Neste caso a autarquia parece estar a falhar na "adivinhação" do que  o Mercado quer. Pelo que se diz na notícia o Mercado acha que há pouca habitação autorizada. Menos de 35 por cento da área total de construção. Parece, assim à primeira vista, que o Mercado tem razão. Trinta e cinco por cento parece próprio de uma cidade - e de um bairro na cidade - em que faltem comércio e serviços e abunde habitação. Uma cidade ao contrário de Lisboa. Porque não cinquenta por cento de habitação? Porque não setenta e cinco por cento de habitação?
Mas, mesmo que fossem esses os limites fixados, ficaria sempre a necessidade de responder a outro tipo de questões. De que tipo de habitação está o Mercado a falar? Para quem e a que custos? Com que nível de segmentação?
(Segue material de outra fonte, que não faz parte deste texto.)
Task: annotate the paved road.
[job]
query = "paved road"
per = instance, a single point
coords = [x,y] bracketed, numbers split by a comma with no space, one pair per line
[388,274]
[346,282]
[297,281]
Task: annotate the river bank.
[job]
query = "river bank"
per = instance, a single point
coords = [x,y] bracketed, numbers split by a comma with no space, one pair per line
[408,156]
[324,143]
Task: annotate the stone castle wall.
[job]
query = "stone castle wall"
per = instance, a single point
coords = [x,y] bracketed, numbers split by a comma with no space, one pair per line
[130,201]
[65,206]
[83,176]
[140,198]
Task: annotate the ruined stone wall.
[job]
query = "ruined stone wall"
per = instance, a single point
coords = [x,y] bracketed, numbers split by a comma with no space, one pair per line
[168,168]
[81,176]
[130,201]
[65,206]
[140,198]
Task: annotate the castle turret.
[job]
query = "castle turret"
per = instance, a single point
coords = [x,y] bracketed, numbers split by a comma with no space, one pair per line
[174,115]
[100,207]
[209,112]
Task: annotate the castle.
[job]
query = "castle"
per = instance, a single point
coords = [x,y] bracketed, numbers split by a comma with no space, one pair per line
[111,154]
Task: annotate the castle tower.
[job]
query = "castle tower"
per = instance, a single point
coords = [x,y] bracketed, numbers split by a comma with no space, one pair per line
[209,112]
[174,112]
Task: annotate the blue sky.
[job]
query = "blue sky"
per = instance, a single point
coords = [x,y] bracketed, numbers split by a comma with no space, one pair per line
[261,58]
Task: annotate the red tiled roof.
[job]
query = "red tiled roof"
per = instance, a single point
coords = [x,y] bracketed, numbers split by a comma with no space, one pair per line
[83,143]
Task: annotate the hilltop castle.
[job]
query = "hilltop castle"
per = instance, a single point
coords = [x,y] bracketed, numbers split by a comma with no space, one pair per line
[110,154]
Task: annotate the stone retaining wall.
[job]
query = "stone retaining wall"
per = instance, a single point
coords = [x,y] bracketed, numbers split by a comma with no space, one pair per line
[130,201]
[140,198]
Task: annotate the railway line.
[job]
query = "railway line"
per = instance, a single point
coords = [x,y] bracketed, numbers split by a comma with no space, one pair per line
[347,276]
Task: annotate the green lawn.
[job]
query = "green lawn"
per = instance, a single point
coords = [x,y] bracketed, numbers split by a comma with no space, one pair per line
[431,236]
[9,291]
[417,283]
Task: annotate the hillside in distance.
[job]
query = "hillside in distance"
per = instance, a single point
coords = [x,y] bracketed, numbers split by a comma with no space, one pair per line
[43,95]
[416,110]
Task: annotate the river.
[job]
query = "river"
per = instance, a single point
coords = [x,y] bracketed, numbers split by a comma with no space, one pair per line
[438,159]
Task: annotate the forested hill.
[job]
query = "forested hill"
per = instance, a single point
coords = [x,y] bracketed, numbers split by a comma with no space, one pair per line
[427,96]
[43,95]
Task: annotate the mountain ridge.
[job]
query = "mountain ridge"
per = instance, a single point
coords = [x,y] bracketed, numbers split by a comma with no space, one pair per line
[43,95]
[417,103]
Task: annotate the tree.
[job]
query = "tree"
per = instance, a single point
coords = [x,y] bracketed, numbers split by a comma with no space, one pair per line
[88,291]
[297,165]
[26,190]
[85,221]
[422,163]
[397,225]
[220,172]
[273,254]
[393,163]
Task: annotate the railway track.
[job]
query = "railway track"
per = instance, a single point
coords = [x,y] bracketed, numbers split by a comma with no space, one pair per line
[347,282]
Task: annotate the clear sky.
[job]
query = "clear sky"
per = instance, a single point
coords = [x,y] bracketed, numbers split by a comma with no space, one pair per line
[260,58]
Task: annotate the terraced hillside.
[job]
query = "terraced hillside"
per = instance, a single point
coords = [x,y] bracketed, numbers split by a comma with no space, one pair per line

Bom, isso é entrar em teorias socialistas, ideias radicais, velharias dos anos setenta do século passado. Estes são outros tempos. Os tempos da modernidade, da internacionalização da capital, da sua competitividade. Deixemos o Mercado tratar da cidade. A sua competência tem sido evidente. Os resultados estão à vista. Assim os poderes públicos fossem igualmente competentes a abrir vias rápidas para os cada vez maiores e mais distantes dormitórios nas periferias. É preciso optimizar a entrada e a saída da cidade daqueles que só cá fazem falta para ... produzir. É preciso investimento público. Precisamos de autarcas capazes de perceberem cada vez melhor aquilo que o Mercado quer. Sem hastas públicas desertas.